Representation of LC-MS1-MS2 global data matrices (6 water samples) for LC interval 11.3–12.1 min (a), corresponding resolved chromatographic profiles including carbamazepine (MCR component 8, variable importance in projection [VIP] 43) and 18 other components by MCR-ALS modeling of fused data (data set IV) (b), resolved MS1 (c), and MS2 AIF resolved and reference spectra for carbamazepine. The resolved LC profile of carbamazepine is also shown separately in subplot (b)

Conclusion

In the current study, global MCR modeling of fused full-scan MS1 and MS/MS (AIF) data sets using LC-HRMS/MS measurements has been proposed as a highly efficient approach for enhancing the performance of DIA-based workflows for non-targeted analysis of trace contaminants in surface water samples.

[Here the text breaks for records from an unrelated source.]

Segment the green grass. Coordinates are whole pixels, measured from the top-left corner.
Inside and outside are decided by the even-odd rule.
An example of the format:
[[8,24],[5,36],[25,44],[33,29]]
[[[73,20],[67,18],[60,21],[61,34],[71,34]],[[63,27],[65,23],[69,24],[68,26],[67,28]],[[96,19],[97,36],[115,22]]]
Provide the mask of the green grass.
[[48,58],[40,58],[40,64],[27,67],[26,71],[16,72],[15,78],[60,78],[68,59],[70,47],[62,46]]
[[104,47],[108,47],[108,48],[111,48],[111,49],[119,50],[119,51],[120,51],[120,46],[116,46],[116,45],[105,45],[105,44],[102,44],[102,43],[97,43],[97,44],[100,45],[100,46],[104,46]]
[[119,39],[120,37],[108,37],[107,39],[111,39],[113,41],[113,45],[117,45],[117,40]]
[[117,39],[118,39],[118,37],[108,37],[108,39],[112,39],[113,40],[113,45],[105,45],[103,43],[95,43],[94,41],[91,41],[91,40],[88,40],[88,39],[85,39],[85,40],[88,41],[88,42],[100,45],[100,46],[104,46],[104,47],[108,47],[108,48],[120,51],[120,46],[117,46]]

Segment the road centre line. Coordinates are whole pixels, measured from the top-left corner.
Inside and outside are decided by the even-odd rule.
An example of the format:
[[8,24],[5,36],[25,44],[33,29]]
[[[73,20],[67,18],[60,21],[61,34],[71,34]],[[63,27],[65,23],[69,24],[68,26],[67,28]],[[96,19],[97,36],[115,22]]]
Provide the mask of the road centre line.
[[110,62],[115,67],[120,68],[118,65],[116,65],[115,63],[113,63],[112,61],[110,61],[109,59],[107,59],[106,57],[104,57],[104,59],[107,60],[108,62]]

With the integration of MS2 AIF data matrices to initial concatenated LC-MS1, precursor ions in the resolved MS1 spectrum can be directly linked to their corresponding resolved MS/MS spectra, both associated with their unified LC profiles. This facilitates the detection and identification of prioritized contaminants, especially when simultaneous analysis of multiple chromatographic data is considered. Moreover, the implementation of the extended MCR-ALS strategy for simultaneous MS-based data analysis is flexible, expandable, and customizable according to study needs and data structure. Further, the use of a unified model reduces data analysis time and improves results accuracy by modeling fused data sets.

We believe that while this methodology addresses some key needs for highly effective annotation of non-targeted LC-MS/MS AIF data, it still has room to accommodate combined strategies for a more comprehensive capture of chemical space in non-targeted pollution screening studies.